This summer, four students under the direction of Dr. Dennis Pogue began preparing a preservation plan for Cremona farm, a 1275-acre property located on the western shore of the Patuxent River, in St. Mary’s County, Maryland. The 650-acre tract that is the core of Cremona was acquired from Lord Baltimore by John Ashcomb in 1658 and, over the last 350 years, only four families have owned Cremona. In 1966, former University of Maryland professor, Norton Dodge, purchased Cremona, with the intention of maintaining the property as an environmental preserve and center for research and educational programs. The non-profit Cremona Foundation was established in 1971, and Dr. Dodge’s widow, Nancy, is overseeing the transfer of the property to the Foundation.
A plat of the property from 1793 depicts the locations of the Ashcomb house, numerous outbuildings, roads and fields, reflecting its function as a tobacco plantation. It is quite possible that Cremona was sacked and burned by the British during the War of 1812. Whatever the reason, the Ashcomb family sold their plantation not long after to William Thomas, who built a new manor house (ca. 1819), along with other outbuildings, and renamed the property Cremona. In 1930, Major Howard Davidson and his wife, Mary, purchased Cremona, and they set out to revitalize the estate along the lines of a “gentleman’s farm.” They renovated and enlarged the house, installed formal gardens with an adjoining greenhouse, a swimming pool, a tennis court, and a skeet shooting range. They also erected numerous buildings to support the farming operation, including specialized barns to house their herd of prized Aberdeen Angus cattle.
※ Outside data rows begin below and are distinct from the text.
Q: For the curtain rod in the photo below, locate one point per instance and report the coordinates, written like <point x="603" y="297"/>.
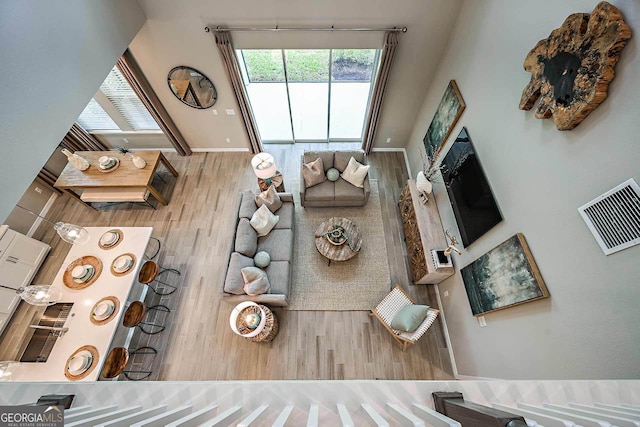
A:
<point x="277" y="28"/>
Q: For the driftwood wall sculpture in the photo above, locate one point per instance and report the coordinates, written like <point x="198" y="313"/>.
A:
<point x="572" y="68"/>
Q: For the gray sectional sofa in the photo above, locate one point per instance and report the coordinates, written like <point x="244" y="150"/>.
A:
<point x="340" y="192"/>
<point x="278" y="244"/>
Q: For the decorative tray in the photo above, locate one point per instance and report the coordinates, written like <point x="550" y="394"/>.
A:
<point x="115" y="301"/>
<point x="113" y="245"/>
<point x="336" y="235"/>
<point x="128" y="270"/>
<point x="112" y="168"/>
<point x="94" y="362"/>
<point x="68" y="280"/>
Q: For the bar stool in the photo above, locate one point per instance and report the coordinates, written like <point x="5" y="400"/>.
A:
<point x="134" y="316"/>
<point x="117" y="359"/>
<point x="149" y="273"/>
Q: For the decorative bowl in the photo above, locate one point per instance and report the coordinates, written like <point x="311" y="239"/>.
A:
<point x="335" y="235"/>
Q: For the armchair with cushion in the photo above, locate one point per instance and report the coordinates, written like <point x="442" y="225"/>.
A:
<point x="334" y="193"/>
<point x="389" y="308"/>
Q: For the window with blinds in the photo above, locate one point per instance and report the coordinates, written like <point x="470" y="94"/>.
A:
<point x="123" y="102"/>
<point x="95" y="118"/>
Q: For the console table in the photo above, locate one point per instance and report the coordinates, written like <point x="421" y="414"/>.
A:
<point x="125" y="178"/>
<point x="423" y="232"/>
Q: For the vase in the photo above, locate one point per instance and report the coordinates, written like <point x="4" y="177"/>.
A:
<point x="138" y="161"/>
<point x="76" y="161"/>
<point x="423" y="184"/>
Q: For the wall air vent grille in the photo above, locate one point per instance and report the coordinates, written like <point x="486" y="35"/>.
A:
<point x="614" y="217"/>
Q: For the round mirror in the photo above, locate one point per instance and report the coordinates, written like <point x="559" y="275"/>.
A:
<point x="192" y="87"/>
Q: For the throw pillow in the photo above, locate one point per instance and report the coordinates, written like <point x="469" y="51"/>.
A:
<point x="313" y="173"/>
<point x="355" y="173"/>
<point x="409" y="317"/>
<point x="246" y="238"/>
<point x="233" y="283"/>
<point x="333" y="174"/>
<point x="255" y="281"/>
<point x="247" y="204"/>
<point x="270" y="198"/>
<point x="262" y="259"/>
<point x="263" y="220"/>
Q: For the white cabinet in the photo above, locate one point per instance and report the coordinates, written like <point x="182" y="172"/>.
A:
<point x="3" y="320"/>
<point x="9" y="300"/>
<point x="20" y="258"/>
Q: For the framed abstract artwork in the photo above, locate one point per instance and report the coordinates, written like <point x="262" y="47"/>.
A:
<point x="505" y="276"/>
<point x="449" y="111"/>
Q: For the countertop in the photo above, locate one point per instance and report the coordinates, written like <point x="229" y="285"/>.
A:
<point x="81" y="330"/>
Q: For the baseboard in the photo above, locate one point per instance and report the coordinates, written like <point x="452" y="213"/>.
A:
<point x="42" y="213"/>
<point x="404" y="153"/>
<point x="220" y="150"/>
<point x="445" y="331"/>
<point x="472" y="378"/>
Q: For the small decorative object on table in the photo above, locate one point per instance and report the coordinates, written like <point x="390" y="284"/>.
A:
<point x="252" y="320"/>
<point x="255" y="322"/>
<point x="336" y="235"/>
<point x="428" y="174"/>
<point x="138" y="161"/>
<point x="108" y="164"/>
<point x="40" y="295"/>
<point x="76" y="161"/>
<point x="264" y="166"/>
<point x="277" y="181"/>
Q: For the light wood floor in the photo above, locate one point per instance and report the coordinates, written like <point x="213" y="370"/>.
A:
<point x="195" y="230"/>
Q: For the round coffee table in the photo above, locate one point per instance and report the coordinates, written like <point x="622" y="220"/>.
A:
<point x="266" y="330"/>
<point x="344" y="251"/>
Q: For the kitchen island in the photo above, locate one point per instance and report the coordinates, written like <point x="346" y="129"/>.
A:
<point x="83" y="331"/>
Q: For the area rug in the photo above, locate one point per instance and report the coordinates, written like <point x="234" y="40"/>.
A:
<point x="357" y="284"/>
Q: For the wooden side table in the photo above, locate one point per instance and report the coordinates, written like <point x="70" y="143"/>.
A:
<point x="277" y="180"/>
<point x="265" y="332"/>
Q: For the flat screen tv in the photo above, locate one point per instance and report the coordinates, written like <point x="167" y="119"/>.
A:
<point x="471" y="198"/>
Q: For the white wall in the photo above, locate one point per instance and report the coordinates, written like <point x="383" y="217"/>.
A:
<point x="174" y="35"/>
<point x="55" y="54"/>
<point x="589" y="328"/>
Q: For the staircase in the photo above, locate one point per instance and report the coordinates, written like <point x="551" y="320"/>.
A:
<point x="333" y="403"/>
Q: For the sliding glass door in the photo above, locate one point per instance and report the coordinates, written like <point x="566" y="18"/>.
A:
<point x="309" y="95"/>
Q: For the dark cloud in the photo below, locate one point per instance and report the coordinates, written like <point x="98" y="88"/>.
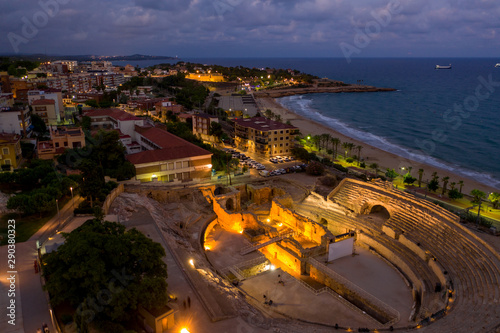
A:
<point x="253" y="27"/>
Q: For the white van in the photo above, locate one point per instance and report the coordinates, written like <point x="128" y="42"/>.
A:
<point x="264" y="173"/>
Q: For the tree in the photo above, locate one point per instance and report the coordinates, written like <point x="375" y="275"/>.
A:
<point x="420" y="174"/>
<point x="454" y="194"/>
<point x="445" y="183"/>
<point x="477" y="195"/>
<point x="374" y="167"/>
<point x="38" y="124"/>
<point x="408" y="179"/>
<point x="359" y="147"/>
<point x="494" y="197"/>
<point x="92" y="179"/>
<point x="391" y="174"/>
<point x="86" y="122"/>
<point x="433" y="185"/>
<point x="345" y="145"/>
<point x="101" y="260"/>
<point x="335" y="142"/>
<point x="216" y="129"/>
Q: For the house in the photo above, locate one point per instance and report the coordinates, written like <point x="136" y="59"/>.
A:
<point x="61" y="138"/>
<point x="46" y="109"/>
<point x="168" y="158"/>
<point x="156" y="154"/>
<point x="264" y="136"/>
<point x="201" y="125"/>
<point x="10" y="151"/>
<point x="114" y="119"/>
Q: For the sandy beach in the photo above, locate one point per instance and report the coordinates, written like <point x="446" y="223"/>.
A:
<point x="369" y="153"/>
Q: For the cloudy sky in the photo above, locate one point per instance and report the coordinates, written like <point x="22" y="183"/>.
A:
<point x="253" y="28"/>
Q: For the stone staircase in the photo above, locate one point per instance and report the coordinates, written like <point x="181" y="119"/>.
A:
<point x="255" y="247"/>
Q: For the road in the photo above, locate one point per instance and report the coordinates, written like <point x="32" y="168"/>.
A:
<point x="31" y="301"/>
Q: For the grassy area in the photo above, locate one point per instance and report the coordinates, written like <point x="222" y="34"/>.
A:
<point x="27" y="226"/>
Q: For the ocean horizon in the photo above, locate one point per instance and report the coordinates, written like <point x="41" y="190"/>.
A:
<point x="445" y="118"/>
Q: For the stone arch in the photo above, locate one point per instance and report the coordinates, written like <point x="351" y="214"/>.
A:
<point x="380" y="210"/>
<point x="230" y="204"/>
<point x="218" y="191"/>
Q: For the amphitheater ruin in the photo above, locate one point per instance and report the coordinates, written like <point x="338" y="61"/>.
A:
<point x="440" y="276"/>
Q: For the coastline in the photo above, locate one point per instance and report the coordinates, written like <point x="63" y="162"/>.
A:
<point x="370" y="153"/>
<point x="315" y="89"/>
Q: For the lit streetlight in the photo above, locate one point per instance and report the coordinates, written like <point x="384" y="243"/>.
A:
<point x="72" y="199"/>
<point x="58" y="216"/>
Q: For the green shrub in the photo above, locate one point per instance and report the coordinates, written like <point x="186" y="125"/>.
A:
<point x="340" y="167"/>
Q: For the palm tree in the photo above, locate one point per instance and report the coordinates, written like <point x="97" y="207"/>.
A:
<point x="359" y="147"/>
<point x="345" y="145"/>
<point x="335" y="142"/>
<point x="445" y="183"/>
<point x="420" y="174"/>
<point x="351" y="147"/>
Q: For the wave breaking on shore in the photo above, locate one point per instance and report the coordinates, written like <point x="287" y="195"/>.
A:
<point x="303" y="107"/>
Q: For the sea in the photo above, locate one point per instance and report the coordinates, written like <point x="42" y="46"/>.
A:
<point x="448" y="118"/>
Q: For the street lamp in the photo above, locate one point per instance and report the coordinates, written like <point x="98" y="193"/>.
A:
<point x="72" y="199"/>
<point x="58" y="216"/>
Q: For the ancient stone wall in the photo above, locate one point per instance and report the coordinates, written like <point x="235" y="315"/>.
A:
<point x="350" y="295"/>
<point x="300" y="224"/>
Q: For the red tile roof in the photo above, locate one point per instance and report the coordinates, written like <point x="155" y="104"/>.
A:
<point x="45" y="101"/>
<point x="173" y="147"/>
<point x="9" y="137"/>
<point x="262" y="124"/>
<point x="113" y="113"/>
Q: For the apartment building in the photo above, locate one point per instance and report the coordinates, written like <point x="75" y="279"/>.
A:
<point x="264" y="136"/>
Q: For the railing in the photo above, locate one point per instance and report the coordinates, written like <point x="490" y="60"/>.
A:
<point x="354" y="288"/>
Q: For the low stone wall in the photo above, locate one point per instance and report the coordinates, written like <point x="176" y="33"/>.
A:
<point x="395" y="260"/>
<point x="306" y="227"/>
<point x="361" y="300"/>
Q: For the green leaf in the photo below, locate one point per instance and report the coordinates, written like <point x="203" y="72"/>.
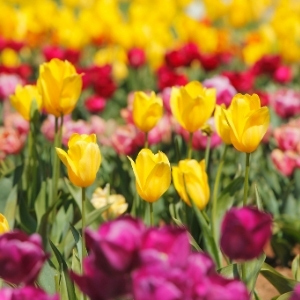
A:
<point x="46" y="278"/>
<point x="65" y="279"/>
<point x="281" y="283"/>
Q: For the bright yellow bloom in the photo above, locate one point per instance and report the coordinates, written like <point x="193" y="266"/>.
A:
<point x="192" y="105"/>
<point x="23" y="97"/>
<point x="147" y="110"/>
<point x="152" y="173"/>
<point x="83" y="159"/>
<point x="222" y="126"/>
<point x="248" y="122"/>
<point x="60" y="86"/>
<point x="190" y="181"/>
<point x="4" y="227"/>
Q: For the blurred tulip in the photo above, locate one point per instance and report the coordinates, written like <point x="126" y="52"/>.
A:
<point x="147" y="110"/>
<point x="244" y="232"/>
<point x="60" y="87"/>
<point x="192" y="105"/>
<point x="22" y="257"/>
<point x="82" y="160"/>
<point x="23" y="98"/>
<point x="152" y="174"/>
<point x="222" y="126"/>
<point x="25" y="293"/>
<point x="248" y="122"/>
<point x="4" y="226"/>
<point x="190" y="181"/>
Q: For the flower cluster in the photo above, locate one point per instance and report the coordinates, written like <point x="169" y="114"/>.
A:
<point x="150" y="263"/>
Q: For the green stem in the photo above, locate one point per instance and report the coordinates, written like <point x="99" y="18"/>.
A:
<point x="83" y="226"/>
<point x="190" y="145"/>
<point x="146" y="140"/>
<point x="215" y="195"/>
<point x="207" y="151"/>
<point x="246" y="183"/>
<point x="151" y="213"/>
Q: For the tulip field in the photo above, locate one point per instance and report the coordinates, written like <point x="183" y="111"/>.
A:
<point x="149" y="150"/>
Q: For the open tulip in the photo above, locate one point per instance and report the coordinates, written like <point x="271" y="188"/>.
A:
<point x="192" y="105"/>
<point x="222" y="126"/>
<point x="147" y="110"/>
<point x="248" y="122"/>
<point x="60" y="86"/>
<point x="23" y="97"/>
<point x="152" y="173"/>
<point x="190" y="181"/>
<point x="4" y="227"/>
<point x="83" y="159"/>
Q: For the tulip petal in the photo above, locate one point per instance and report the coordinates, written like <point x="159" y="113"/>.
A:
<point x="158" y="182"/>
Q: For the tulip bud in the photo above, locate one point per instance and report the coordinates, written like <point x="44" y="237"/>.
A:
<point x="4" y="226"/>
<point x="83" y="159"/>
<point x="147" y="110"/>
<point x="248" y="122"/>
<point x="244" y="232"/>
<point x="192" y="105"/>
<point x="60" y="86"/>
<point x="190" y="181"/>
<point x="152" y="173"/>
<point x="23" y="98"/>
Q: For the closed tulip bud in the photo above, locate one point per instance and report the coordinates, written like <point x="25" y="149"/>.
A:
<point x="4" y="227"/>
<point x="192" y="105"/>
<point x="222" y="126"/>
<point x="248" y="122"/>
<point x="244" y="232"/>
<point x="147" y="110"/>
<point x="23" y="98"/>
<point x="60" y="87"/>
<point x="82" y="160"/>
<point x="190" y="181"/>
<point x="152" y="173"/>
The students’ first step was to gather all the available information they could find about Cremona’s chronology. The property archives are remarkably well preserved, and various maps, aerial photographs and building specifications were especially valuable sources of information. They compiled a chronology of changes to the landscape, inventoried landscape features and all standing structures and prepared map overlays depicting different periods of construction. As they walked and drove the property, surveying structures and assessing their condition, they also discovered several buildings that likely date to the early-19th century.
The Cremona Foundation plans to rehabilitate several buildings and become a venue for tours, weddings and conferences. However, the property is under two easements, with the Maryland Environmental Trust and the Patuxent Tidewater Land Trust, Inc. Held in perpetuity, the easements stipulate that the buildings must retain their exterior appearance. All future owners are bound to this legal agreement, a primary consideration in proposals for reuse and rehabilitation.
In addition to studying the Cremona property, the students made visits to other notable historic properties in the area including Sotterley Plantation in St. Mary’s County and Jefferson Patterson Park and Museum in Calvert County—both are open to the public and have historically important buildings and archaeological sites. Their plantation and “gentleman’s farm” histories made them particularly appropriate sources of comparison, and visiting them helped to inform the students’ scope of work and areas of focus at Cremona.
A three-week summer class is not enough time to prepare a comprehensive preservation plan for such an extensive and historically significant property. The final document reports sources and methods, details findings and includes recommendations for future research and approaches to achieving the organizations’ goals. It was an exceptional summer class, providing a great experience working with a real-world client to inform the future of Cremona Farm.